Alicé tomó el pulso del paciente, la temperatura y anotó los síntomas que detectó en una primera y una segunda revisión. Luego se giró hacia el hombre que, visiblemente ansioso al lado de la silla, aguardaba por un diagnóstico. Alicé no estaba autorizada a dar ninguno, si bien ya reconocía que el joven necesitaba de manera urgente una operación para quitar el tejido muerto, limpiar la herida y recibir gran cantidad de dosis de penicilina.
—¿Puede decirme el nombre del paciente, señor?
—Pierre Noel Roux. Se pronuncia Ru, se escribe R-O-U-X.
—Gracias por deletrearlo —Alicé intentaba mantener la cordura en pos de la tranquilidad, aunque bien sabía que necesitaba que el padre Guillermo terminara sus oraciones de momento.
—¿Tiene algún parentesco con él?
—Es mi sobrino. Lejano. Pero sobrino al fin. Entre las familias hay que cuidarse. —La respuesta se convertía en un monólogo intermitente debido al nerviosismo—. Él es un chico tan saludable. Tuvimos un accidente cazando; su rifle cayó al suelo y se gatilló. Mi señora y yo lo hemos cuidado de la mejor forma posible. No sé por qué no mejora.
—Claro que sí. Es joven y se sobrepondrá a esto. Tranquilícese. Necesito su nombre, señor, para anotarlo en la ficha del paciente.
—¿Es que no hará nada por Pierre?
—Calma, señor. Ya hice mi parte. Pronto viene el padre Guillermo y toma la posta. —Hizo una pausa en la que inspiró hondamente. Tal y como esperaba, el hombre de bigotes la imitó—. Ahora, ¿puede decirme su nombre para la ficha de Pierre?
—Claro. Soy Albert Holmberg.
—Bien. Me ha dicho que es tío del paciente, ¿verdad? —Holmberg asintió con la cabeza—. Muchas gracias. Llevaré ahora a su sobrino a una habitación y le administraré los primeros cuidados.
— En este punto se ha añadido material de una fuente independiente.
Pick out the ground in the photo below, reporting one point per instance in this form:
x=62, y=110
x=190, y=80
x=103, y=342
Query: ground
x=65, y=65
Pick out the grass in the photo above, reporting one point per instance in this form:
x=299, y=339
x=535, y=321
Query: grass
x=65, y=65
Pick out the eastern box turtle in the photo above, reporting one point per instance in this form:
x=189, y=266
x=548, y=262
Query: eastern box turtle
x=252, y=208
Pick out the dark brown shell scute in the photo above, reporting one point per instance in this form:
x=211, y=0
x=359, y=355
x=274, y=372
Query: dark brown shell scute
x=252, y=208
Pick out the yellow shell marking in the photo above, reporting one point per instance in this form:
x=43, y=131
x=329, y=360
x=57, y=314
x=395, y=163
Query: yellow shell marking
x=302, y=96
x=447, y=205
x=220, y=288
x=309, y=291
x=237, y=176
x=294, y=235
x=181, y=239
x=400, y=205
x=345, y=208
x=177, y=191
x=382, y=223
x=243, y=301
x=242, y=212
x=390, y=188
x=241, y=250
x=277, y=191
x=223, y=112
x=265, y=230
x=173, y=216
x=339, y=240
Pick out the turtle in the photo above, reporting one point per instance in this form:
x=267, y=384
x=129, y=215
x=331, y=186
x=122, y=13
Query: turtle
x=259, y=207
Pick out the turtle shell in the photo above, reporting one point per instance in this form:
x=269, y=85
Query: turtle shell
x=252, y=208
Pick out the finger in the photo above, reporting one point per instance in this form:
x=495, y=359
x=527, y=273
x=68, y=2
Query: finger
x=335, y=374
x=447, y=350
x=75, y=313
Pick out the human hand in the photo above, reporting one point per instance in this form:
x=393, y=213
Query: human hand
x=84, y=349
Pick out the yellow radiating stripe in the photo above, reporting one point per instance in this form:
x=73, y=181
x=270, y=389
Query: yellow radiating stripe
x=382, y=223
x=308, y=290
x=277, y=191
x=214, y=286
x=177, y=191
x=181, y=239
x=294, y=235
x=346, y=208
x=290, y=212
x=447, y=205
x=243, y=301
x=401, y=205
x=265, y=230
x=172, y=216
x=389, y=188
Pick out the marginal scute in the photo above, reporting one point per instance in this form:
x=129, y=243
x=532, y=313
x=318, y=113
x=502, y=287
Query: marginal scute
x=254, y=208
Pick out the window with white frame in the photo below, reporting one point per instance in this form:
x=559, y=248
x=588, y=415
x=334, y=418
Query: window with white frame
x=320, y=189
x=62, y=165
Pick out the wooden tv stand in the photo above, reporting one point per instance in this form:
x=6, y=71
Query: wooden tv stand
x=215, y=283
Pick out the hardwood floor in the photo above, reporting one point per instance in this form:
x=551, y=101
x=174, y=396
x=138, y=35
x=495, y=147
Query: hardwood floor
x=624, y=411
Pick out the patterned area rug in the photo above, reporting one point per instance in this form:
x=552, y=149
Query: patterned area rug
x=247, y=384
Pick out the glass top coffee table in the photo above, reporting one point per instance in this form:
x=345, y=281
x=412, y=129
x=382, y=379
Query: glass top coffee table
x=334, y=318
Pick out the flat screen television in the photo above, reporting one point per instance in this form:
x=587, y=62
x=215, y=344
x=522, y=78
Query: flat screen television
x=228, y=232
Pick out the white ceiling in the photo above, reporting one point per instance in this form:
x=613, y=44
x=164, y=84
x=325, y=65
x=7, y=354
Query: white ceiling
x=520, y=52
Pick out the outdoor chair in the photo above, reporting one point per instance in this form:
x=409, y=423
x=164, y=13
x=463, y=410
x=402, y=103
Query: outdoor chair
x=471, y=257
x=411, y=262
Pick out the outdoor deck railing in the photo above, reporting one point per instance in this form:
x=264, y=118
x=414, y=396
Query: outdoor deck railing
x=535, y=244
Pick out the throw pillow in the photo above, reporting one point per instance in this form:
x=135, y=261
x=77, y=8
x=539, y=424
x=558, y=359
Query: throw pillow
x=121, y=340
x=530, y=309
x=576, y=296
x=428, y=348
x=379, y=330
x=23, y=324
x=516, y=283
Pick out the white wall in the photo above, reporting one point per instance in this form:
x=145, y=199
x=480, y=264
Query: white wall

Holmberg se quedó en el pasillo semioscuro frente a la mesa de ingreso, donde la enfermera había dejado el asiento vacío. Alicé movió la silla de ruedas y se llevó a Pierre Roux a una habitación cercana a la sala de cirugía. Allí lo higienizó lo mejor posible e intentó bajar el ardor de la fiebre con paños húmedos y fríos.
—Ich will nicht sterben, mama.
El hombre repetía la misma frase una y otra vez. Alicé, que poco sabía de francés, reconocía que el idioma en que el enfermo hablaba era evidentemente alemán. Pero se encontraban cosas más extrañas que un francés hablando alemán en la bella colonia de San Carlos de Bariloche.
—Yo no me quiero morir, mamá. —Tradujo Alicé, que distinguía algunas palabras y frases sueltas. Pensó para sí misma: llama a su mamá. Todos los enfermos son como niños.
En ese momento, casi de forma automática, Pierre Roux tomó la mano de la enfermera y la acercó a su rostro. El dorso de esta se sentía fresco en contraposición con el calor de la fiebre. Entrelazó sus dedos y, aún sin levantar la mirada vidriosa, la sostuvo mientras repetía una y otra vez mamá.